The first complete eclipse to span the United States in 99 years happens on Monday, August 21.  If you plan to join the millions of people viewing the sight of the century, it is important to protect your eyes. 

  • Never look directly at the sun without proper eye protection – even for a few minutes.
  • You can seriously damage your vision.

“As children, we used a magnifying glass to focus the sun’s light in order to burn holes in leaves or paper. Looking directly at the sun without protecting your eyes has a similar effect on your retina. In fact, the natural lenses in your eyes are much stronger than a magnifying glass. Your retina is very light-sensitive, so staring at the sun for even a short period without wearing the proper eye protection can leave a burn on your retina.  It may even cause vision loss, called solar retinopathy,” says Harry W. Flynn, Jr., M.D., an ophthalmologist at Bascom Palmer Eye Institute in Miami, where residents will see a nearly 80 percent eclipse.

The only way you can safely look directly at the sun is to wear special-purpose solar equipped glasses or hand-held viewers fitted with special solar filters.

“Only children who are old enough to follow instructions and keep their solar-eclipse glasses on should be allowed to watch the eclipse under adult supervision,” says Craig A. McKeown, M.D., a pediatric ophthalmologist at Bascom Palmer Eye Institute.  “Parents of babies and toddlers should remain inside with the children and consider watching the eclipse on television.”

Everyone who watches the eclipse directly must wear solar glasses.  If you will be watching with children, explain to them that they must keep the special glasses on and should not stare directly at the sun because it can hurt their eyes.  It may be helpful to explain that wearing their special glasses is the only way to see the moon moving in front of the sun.  Without the glasses, the sunlight will be too bright and they will not be able to see the fine detail of what is occurring. The eclipse is a long event, so make sure their glasses stay on the entire time they are outdoors. They can remove the glasses if they go indoors but must put them back on to look at the sun.

Solar eclipse eye safety tips:

1. Ordinary sunglasses, even very dark ones, are not safe for looking at the sun. They are not strong enough to protect your eyes.

2. To safely view a partial eclipse, wear official eclipse viewing glasses that meet International Organization for Standardization (ISO) 12312-2 safety standards. A list of reputable vendors can be found here: https://eclipse.aas.org/resources/solar-filters. Beware of fraudulent eclipse glasses that do not meet safety standards.

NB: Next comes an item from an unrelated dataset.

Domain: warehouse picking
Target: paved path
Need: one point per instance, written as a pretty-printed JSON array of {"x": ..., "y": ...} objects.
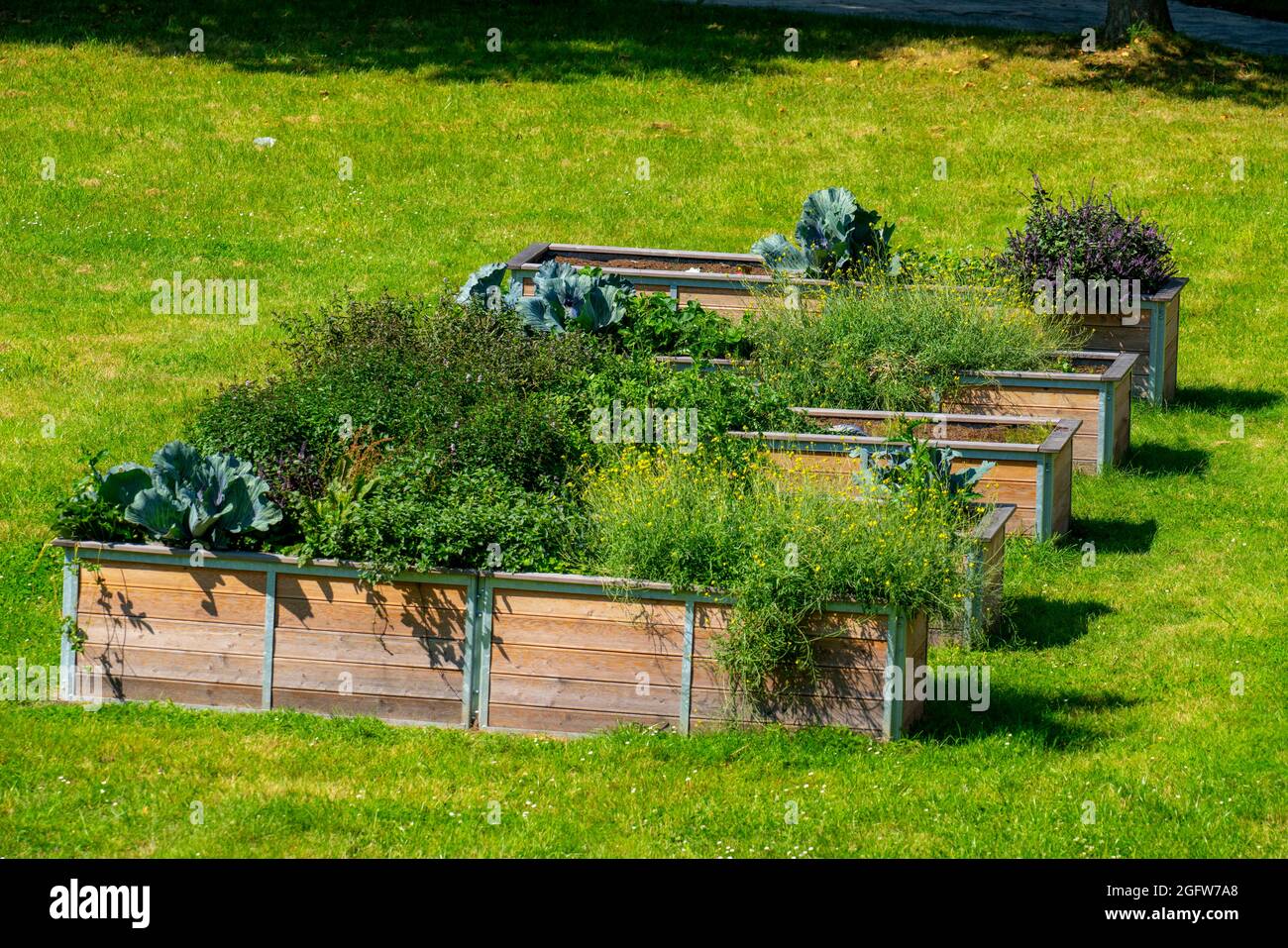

3. If you wear regular eyeglasses, place the solar eclipse glasses on top of them.

4. Supervise children using the special glasses to make sure they use them correctly Adjust your child’s glasses to fit his or her face properly. If the glasses are too big, cut and tape them at the nose to make them smaller.

5. Do not look at the eclipse through a camera, binoculars or telescope. This is important even if you are wearing eclipse glasses. The intense solar rays coming through these devices will damage the solar filter and your eyes.

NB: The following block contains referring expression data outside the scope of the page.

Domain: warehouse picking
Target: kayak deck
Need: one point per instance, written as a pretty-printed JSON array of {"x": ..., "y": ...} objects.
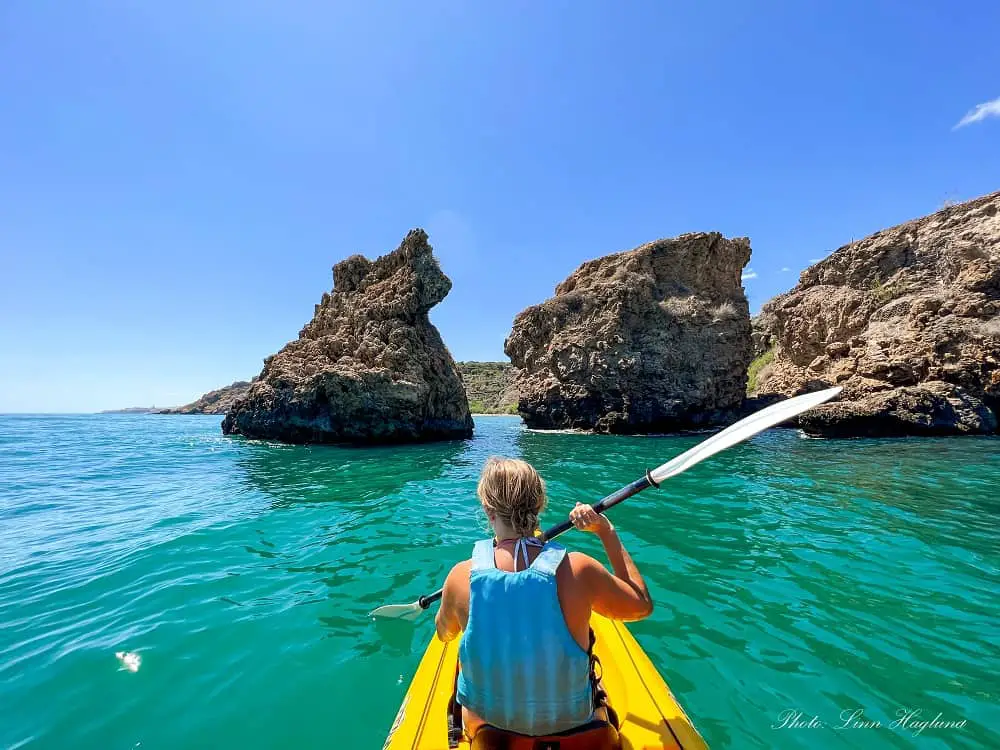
[{"x": 650, "y": 716}]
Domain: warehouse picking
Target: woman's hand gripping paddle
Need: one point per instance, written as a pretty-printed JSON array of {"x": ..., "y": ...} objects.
[{"x": 736, "y": 433}]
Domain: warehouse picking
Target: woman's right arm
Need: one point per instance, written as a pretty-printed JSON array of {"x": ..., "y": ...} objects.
[{"x": 622, "y": 595}]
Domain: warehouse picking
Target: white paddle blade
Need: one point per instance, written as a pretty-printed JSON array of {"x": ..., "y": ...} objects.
[
  {"x": 745, "y": 428},
  {"x": 398, "y": 611}
]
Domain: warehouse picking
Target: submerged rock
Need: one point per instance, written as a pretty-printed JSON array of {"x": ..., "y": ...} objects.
[
  {"x": 369, "y": 367},
  {"x": 655, "y": 339},
  {"x": 907, "y": 320}
]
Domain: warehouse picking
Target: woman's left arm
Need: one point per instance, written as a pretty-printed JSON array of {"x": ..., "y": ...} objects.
[{"x": 454, "y": 603}]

6. Use solar eclipse filters on camera lenses, binoculars and telescopes. Check the filter before the eclipse and if it is damaged or scratched, replace the filter.

7. Use extra precaution, such as an indirect viewing method, if you are taking a medication that dilates your pupils – this reduces the time it takes to injure your eyes.

8. For more information:

View How to Safely Watch a Solar Eclipse from the American Academy of Ophthalmology here:  https://www.aao.org/eye-health/tips-prevention/how-to-safely-watch-great-american-eclipse-of-2017

To find out when your region will experience the eclipse view this map from the American Astronomical Society https://eclipse.aas.org/eclipse-america/when-where

Visit NASA’s Eclipse 101 here:  https://eclipse2017.nasa.gov/eclipse-who-what-where-when-and-how

View these infographics for more solar eclipse viewing tips

About Bascom Palmer Eye Institute
Bascom Palmer Eye Institute is ranked the nation’s best in ophthalmology by U.S. News & World Report, an honor it has received for the 16th time.  In addition to its international reputation as one of the premier providers of eye care in the world, Bascom Palmer is the largest ophthalmic care, research and educational facility in the southeastern United States.  Each year, more than 250,000 patients are treated with nearly every ophthalmic condition and more than 18,000 surgeries are performed. With five patient care facilities in Florida (Miami, Palm Beach Gardens, Naples, Plantation and Coral Gables at the Lennar Foundation Medical Center), the Institute serves as the Department of Ophthalmology for the University of Miami Miller School of Medicine, part of UHealth-University of Miami Health System. Bascom Palmer faculty members also staff the Miami and West Palm Beach Veterans Affairs Medical Centers, Jackson Memorial Hospital and Miami Children’s Hospital. For information on Bascom Palmer Eye Institute, contact Natali Latorre at (305) 326-6190 or nlatorre@med.miami.edu, or visit www.bascompalmer.org.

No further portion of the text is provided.